所以孟慶唯剛進大門時,王晨便得到了消息。
此時王晨還在享受激情後的餘韻呢,得了消息也知不可大意,便立刻起身闖進後宅來。
孟慶唯轉身直視王晨:“你可想清楚了,這不是你一個人能承擔起的!”
王晨微笑的對孟慶唯施了一禮:“贊府可是不信區區一介典吏,豈能做如此大的事情?”
見孟慶唯未置可否,王晨毫不在意,朗聲道:“此案自惡霸李大當街調戲良家婦女始,到齊木被打出縣衙,皆乃本人與縣衙同僚共同努力,聽命行事。”
“你居然如此膽大妄爲,見王晨毫不猶豫的承認了,”孟慶唯憤怒的指着他,怒道:“不知齊先生爲本縣士紳,你這等刁難不怕朝廷責怪嗎?”
“齊木在葫縣爲非作歹,勾結貪官坑害百姓,王某身爲朝廷命官,見上官與其沆瀣一氣,自然要挺身爲葫縣百姓除害,爲朝廷分憂。”
“你……你……”聽着話裡話外諷刺自己,孟慶唯指着王晨的手都有些顫抖了,半天才擠出一句:“你給我小心點。”
說完,便逃跑一般的轉身離去。
卻聽後面王晨道:“贊府慢點,小心門檻。”
聽着遠去的腳步聲,王晨回頭看着花晴風:“太爺,下官也要回前衙安排下,防止那個齊木再打上門來。”
花晴風一臉憂色,將其送到月亮門,道:“一切拜託王典吏了。”
“你還真是慘,”華慶峰亦並肩站在月亮門門後,看着大勝而歸的典吏,道:“這次交手的二人,沒一個真拿你當事。”
花晴風沒有理他,自顧自道往自己房間走去。
回房間時,看到月舞提着裙角,略帶羞澀的笑容,輕快地從外衙走進來。
“哎!”花晴風嘆了口氣,自言自語道:“真是個無憂無慮的福氣人!”
華慶峰手打涼棚,飄起來一瞧,瞧見俏女僕穿過月亮門,朝東廂房而去。
“不過她臉怎麼紅紅的?”
聞言,花晴風也注意到了,怪道:“這丫頭,怎麼面帶桃花,莫非是思春了不成?”
孟慶唯臉也紅紅的,不過他不是思春,是憤怒
離開內宅的縣丞深知自己的劣勢,雖然他官比較高,但在威望上無法與趕走齊木的王晨相比,所以不敢在衙內久留,只得逃也似的坐馬車離開。
馬車並未返回孟府,經過幾條街後,停在齊木家門口。
在孟慶唯將事情向齊木說清楚以後,齊木、範雷都先是不信,後來才慢慢醒悟。
“我說這花架子性子軟弱,怎麼這麼短時間內就振作起來了,原來根本就不是他!”齊木首先明白過來了,他一直把花晴風當成自己的對手,想把縣令打趴下,結果發現抽自己的對手居然不是花晴風,怪不得自己老是有種一拳打在棉花上的感覺。

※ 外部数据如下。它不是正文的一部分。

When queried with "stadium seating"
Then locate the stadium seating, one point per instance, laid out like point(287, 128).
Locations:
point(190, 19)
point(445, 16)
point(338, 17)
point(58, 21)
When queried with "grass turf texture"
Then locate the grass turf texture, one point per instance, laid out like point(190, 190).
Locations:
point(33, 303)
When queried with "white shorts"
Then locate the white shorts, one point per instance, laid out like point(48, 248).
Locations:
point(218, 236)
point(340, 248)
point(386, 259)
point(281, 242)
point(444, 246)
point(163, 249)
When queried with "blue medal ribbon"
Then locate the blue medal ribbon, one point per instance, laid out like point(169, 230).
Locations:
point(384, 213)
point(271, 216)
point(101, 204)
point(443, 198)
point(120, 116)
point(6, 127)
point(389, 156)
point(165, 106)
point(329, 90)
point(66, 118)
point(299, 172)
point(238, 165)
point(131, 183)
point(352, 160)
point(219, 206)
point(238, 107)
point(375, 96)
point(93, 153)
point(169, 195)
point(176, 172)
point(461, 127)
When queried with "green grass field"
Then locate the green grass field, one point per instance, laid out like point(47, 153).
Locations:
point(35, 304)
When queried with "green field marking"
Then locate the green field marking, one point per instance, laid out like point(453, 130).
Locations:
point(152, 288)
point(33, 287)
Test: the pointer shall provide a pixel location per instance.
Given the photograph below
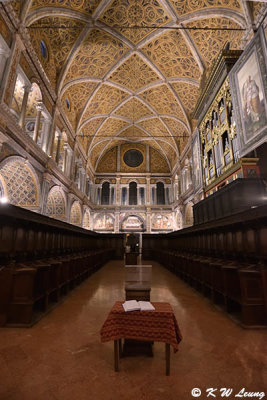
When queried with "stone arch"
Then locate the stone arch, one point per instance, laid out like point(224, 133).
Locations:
point(86, 219)
point(20, 182)
point(125, 224)
point(56, 203)
point(188, 216)
point(75, 213)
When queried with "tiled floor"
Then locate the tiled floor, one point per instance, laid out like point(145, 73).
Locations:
point(62, 357)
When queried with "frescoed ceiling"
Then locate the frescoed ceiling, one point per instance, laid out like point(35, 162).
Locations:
point(129, 71)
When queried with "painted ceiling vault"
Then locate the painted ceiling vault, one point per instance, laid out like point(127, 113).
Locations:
point(122, 74)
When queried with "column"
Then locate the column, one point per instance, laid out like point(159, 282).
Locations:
point(117, 221)
point(117, 197)
point(148, 221)
point(22, 116)
point(46, 130)
point(58, 148)
point(45, 189)
point(9, 79)
point(50, 142)
point(39, 108)
point(148, 191)
point(147, 158)
point(65, 156)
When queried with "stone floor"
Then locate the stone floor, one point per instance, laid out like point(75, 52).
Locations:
point(62, 358)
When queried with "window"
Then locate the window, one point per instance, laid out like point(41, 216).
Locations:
point(133, 193)
point(105, 193)
point(160, 193)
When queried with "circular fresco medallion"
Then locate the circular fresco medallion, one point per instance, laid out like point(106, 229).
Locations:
point(133, 158)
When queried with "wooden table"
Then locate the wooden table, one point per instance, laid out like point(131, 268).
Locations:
point(159, 325)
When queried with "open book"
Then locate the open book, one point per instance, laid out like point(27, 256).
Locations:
point(133, 305)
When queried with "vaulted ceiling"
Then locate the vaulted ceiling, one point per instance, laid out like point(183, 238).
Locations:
point(118, 83)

範雷也是明白了,立刻建議道:“老爺,此人不除,終究是個禍害。”
齊木聞言卻陷入了沉思。
自古什麼豪強大佬看起來威風八面,但是他們內心中也充滿了恐懼。
老百姓常常幻想天上掉下個青天大老爺,微服私訪後,整治惡霸流氓,但實際上他們最怕的不是什麼清官高官,因爲官員地位再高權力再大,也不可能將無賴流氓斬殺殆盡,他們可以蟄伏起來,一旦形勢有利,比如官員卸任,便可以立刻東山再起。
只要老百姓害怕他們,他們就無往不利,所以他們最害怕的,就是有人帶着百姓不再任他們予取予求,因爲他們實際上是靠在老百姓的恐懼,來支撐自己虛弱的內在。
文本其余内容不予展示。